Il vecchio CdA presieduto da Campiotti ha rinunciato al pronunciamento d'urgenza del Consiglio di Stato per tornare al comando della Fondazione. Tra sei giorni si chiude il bando per i nuovi amministratori

Molina foto nuove

Ancora sei giorni di tempo per presentare le proprie candidature per il nuovo consiglio di amministrazione della Fondazione Molina. Scade il 20 il termine e qualcosa si muove anche sotto il profilo giudiziario.

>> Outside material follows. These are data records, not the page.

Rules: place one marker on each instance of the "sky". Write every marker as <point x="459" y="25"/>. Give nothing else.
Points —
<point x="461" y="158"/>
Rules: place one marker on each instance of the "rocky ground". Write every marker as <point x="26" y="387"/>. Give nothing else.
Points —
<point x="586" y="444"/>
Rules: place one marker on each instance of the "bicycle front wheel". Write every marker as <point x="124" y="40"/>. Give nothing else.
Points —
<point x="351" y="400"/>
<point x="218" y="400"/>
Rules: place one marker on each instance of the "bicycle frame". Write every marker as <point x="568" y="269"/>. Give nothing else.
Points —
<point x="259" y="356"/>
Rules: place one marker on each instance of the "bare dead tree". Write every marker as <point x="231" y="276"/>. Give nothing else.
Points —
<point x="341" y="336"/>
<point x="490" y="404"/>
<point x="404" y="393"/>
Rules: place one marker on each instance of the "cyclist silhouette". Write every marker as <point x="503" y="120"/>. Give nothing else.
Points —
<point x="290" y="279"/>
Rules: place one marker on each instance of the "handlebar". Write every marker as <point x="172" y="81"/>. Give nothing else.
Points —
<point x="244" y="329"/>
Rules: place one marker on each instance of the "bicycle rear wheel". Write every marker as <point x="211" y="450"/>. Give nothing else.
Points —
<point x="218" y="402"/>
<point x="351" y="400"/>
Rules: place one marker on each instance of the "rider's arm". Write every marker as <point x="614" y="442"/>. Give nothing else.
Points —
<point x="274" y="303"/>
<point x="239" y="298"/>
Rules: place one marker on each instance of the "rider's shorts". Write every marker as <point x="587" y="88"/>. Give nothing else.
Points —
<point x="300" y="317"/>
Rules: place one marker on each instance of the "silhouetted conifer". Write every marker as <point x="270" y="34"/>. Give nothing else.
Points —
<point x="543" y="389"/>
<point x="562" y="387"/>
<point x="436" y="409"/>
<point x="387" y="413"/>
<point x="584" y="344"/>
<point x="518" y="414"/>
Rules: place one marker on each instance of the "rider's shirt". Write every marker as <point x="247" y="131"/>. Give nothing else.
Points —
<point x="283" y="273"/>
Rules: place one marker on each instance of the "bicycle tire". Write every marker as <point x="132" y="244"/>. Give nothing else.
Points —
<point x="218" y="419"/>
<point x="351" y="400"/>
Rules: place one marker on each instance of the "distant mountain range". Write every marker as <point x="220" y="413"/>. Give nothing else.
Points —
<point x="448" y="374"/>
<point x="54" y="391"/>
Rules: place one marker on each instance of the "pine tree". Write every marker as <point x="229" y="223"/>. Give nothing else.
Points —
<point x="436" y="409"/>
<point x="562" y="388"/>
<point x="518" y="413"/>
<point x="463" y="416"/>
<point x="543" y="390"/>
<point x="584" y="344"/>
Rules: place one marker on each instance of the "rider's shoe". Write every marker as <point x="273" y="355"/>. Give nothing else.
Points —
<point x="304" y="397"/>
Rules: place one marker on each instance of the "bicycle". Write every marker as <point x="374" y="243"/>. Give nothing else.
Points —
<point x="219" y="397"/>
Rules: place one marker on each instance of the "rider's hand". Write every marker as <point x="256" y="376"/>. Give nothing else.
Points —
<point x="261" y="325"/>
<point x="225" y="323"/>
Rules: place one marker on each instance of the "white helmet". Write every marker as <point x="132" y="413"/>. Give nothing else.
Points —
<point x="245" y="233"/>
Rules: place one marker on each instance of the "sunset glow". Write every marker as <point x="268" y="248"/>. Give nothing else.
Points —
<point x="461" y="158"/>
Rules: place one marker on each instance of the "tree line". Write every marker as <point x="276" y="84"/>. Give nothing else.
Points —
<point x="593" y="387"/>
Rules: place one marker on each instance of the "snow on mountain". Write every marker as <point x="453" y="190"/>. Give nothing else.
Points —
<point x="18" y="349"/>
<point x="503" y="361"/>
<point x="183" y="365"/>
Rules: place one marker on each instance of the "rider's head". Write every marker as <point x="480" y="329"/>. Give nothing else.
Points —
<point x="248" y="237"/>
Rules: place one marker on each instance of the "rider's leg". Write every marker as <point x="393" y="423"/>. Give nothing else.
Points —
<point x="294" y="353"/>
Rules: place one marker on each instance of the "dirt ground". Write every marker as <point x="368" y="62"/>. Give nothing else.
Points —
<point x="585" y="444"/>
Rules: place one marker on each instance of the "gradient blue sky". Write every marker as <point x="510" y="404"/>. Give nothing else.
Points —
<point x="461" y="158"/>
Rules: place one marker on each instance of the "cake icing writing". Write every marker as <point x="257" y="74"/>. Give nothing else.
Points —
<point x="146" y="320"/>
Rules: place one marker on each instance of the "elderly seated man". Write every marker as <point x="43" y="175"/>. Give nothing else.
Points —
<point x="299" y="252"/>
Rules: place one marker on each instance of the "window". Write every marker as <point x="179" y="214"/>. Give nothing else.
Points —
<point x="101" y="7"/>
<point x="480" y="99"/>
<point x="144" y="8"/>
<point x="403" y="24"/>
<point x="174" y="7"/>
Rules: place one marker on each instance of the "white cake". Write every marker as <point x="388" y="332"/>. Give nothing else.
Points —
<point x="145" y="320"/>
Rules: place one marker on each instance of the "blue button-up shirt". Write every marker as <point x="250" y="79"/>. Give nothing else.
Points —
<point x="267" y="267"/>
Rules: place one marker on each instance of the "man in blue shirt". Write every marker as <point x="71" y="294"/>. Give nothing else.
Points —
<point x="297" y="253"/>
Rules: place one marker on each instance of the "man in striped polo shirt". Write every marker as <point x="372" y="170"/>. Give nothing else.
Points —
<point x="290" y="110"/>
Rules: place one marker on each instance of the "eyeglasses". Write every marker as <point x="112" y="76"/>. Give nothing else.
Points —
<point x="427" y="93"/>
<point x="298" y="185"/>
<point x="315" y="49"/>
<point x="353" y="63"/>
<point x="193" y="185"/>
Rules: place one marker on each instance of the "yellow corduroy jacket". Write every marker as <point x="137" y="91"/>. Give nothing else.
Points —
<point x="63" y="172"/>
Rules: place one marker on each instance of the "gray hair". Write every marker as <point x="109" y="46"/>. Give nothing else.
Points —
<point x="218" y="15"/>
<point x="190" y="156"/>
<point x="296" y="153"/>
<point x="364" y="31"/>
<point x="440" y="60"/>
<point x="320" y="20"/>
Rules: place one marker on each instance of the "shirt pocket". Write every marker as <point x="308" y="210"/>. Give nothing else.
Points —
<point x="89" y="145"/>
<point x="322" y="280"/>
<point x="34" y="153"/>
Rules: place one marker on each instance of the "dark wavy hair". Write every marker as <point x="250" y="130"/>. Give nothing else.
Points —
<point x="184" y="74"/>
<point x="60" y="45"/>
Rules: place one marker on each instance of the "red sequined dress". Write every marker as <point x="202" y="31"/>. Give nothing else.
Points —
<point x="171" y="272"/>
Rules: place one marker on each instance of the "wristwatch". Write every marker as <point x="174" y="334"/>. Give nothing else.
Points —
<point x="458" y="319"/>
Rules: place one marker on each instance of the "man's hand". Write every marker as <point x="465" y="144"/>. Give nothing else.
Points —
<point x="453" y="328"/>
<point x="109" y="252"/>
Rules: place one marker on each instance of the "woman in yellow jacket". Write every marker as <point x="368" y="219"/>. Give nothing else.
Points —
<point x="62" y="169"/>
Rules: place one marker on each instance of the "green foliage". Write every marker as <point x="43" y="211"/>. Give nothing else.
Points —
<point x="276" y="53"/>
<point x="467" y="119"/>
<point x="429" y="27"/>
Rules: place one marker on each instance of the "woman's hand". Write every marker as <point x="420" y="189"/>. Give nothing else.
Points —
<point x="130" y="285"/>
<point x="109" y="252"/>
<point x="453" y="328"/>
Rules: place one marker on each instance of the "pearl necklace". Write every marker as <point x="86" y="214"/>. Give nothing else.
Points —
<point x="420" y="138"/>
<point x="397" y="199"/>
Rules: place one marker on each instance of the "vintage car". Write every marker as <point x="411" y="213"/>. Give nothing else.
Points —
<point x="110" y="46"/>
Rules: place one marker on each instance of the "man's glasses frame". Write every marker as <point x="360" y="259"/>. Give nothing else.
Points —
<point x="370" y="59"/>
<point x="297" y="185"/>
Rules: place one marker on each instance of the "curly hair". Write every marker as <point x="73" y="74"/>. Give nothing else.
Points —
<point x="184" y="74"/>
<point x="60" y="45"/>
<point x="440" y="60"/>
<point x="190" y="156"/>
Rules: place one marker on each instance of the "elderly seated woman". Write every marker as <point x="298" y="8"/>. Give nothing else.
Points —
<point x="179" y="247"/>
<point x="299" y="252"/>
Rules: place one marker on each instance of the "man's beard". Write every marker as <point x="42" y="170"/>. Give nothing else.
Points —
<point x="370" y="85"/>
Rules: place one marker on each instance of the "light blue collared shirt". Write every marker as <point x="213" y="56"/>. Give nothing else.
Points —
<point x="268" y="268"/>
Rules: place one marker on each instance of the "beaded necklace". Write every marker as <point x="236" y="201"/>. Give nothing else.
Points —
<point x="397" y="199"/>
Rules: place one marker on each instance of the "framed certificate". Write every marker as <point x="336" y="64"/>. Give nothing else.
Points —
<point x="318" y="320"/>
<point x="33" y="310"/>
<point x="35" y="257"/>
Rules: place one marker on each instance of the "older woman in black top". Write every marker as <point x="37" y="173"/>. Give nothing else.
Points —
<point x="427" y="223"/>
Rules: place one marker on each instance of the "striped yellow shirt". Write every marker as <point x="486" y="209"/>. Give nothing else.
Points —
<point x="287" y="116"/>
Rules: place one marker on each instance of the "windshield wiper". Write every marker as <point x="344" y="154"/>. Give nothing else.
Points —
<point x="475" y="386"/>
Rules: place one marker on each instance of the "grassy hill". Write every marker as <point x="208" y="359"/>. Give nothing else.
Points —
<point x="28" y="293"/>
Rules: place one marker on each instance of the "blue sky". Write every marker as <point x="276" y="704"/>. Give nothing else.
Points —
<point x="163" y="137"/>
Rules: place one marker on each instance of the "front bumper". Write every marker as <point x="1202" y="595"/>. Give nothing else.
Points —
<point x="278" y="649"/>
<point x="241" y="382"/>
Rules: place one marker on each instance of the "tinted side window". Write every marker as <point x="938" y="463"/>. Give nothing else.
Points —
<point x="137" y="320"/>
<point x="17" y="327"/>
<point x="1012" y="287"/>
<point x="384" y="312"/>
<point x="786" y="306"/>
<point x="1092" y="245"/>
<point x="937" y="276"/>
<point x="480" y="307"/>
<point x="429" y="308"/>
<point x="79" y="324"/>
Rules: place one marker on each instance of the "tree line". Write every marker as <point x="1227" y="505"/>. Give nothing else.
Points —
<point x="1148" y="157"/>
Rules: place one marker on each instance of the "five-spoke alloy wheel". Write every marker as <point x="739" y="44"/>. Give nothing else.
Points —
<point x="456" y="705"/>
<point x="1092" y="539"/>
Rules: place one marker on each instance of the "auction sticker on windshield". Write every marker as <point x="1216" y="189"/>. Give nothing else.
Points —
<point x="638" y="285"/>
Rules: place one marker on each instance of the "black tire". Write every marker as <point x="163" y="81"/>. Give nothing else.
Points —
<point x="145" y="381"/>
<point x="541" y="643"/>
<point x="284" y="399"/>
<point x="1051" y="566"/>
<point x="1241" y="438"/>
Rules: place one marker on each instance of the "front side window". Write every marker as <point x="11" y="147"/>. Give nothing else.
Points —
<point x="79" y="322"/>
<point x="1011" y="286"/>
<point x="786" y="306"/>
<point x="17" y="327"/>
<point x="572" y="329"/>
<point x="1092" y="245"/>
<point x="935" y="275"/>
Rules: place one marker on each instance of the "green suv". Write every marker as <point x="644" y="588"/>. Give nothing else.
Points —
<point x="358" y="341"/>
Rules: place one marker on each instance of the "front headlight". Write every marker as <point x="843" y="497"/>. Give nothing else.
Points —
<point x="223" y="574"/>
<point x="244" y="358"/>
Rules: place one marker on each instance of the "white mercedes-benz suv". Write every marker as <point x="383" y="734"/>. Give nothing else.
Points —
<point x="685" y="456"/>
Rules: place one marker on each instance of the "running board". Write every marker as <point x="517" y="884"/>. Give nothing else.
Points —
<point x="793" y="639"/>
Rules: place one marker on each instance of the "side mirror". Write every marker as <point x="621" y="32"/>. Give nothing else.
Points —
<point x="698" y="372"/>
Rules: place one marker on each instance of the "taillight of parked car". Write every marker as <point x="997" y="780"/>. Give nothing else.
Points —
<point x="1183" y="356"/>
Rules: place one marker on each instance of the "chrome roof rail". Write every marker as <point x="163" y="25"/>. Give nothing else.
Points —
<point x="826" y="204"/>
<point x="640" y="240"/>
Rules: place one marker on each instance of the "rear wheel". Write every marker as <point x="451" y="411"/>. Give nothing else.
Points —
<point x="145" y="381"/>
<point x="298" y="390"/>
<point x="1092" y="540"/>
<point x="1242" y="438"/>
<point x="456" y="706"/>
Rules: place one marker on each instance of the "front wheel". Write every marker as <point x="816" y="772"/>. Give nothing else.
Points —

È di oggi la notizia della rinuncia da parte del vecchio CdA, ad esclusione di don Marco Casale, di ricorrere d’urgenza al Consiglio di Stato dopo la sentenza che rimetteva il commissario Carmine Pallino a governare la Fondazione.

Una scelta che sposterebbe di alcuni mesi il pronunciamento del giudice amministrativo. Non è dato di sapere le ragioni, ma è evidente che bolla in pentola qualcosa che potrebbe avere a che fare con alcune possibili evoluzioni giudiziarie. Oltre a questo poi c’è la questione del bando del Comune per arrivare a un nuovo Consiglio di Amministrazione.

Il sindaco, pur non prendendo una posizione definita sulla vecchia governance, che da statuto resterebbe in carica fino al marzo del 2020, assicura che ai primi giorni del prossimo mese avremo finalmente i nuovi amministratori.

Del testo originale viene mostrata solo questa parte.